Curing all of society’s ills may be way off in the future but there’s no reason why we can’t start having fun with it now.
Except there are a lot of people working on discoveries at the same time. They should be pouring in very soon. A lot of schools are involved in the research too.
DNA chips for sequencing DNA ? Are you sure ? :dubious:
I believe this is what is meant: DNA microarray
There are exceptions to that timeframe. Gleevec (imatinib) went from first tests to FDA approval in something like 5 years. The FDA approval process was about 2 years. AIUI, that’s the shortest time ever for drug approval by the FDA.

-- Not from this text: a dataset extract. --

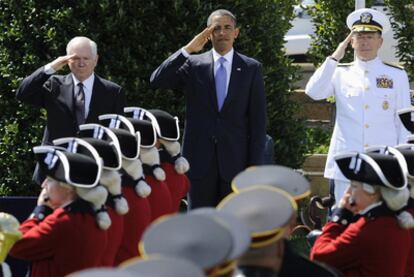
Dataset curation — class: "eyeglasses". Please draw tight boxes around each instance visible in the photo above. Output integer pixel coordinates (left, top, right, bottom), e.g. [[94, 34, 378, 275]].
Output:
[[213, 25, 234, 33]]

True, but that five years only counts the time after somebody decided on a particular drug target. Before that, there were decades of basic research that contributed to the eventual development of imatinib. Its targets had been known to be important in cancer since at least the 1980s. Here’s an open access figure that illustrates how the disparate lines of evidence came together over decades.
The whole era of genomics has spurred the development of a lot of new technologies for sequencing DNA, some of which are done on various kinds of chips. Some use microfluidics chips to speed up older (standard) reactions, and others use new reactions that are tethered to solid supports (either a chip or a bead).
Microarrays aren’t used to actually sequence a given bit of DNA, but they can be used to genotype (i.e. distinguish between known variants for an individual). Still, there are many other applications for microarrays, and they all rely on the massive amount of genetic sequence information we know have.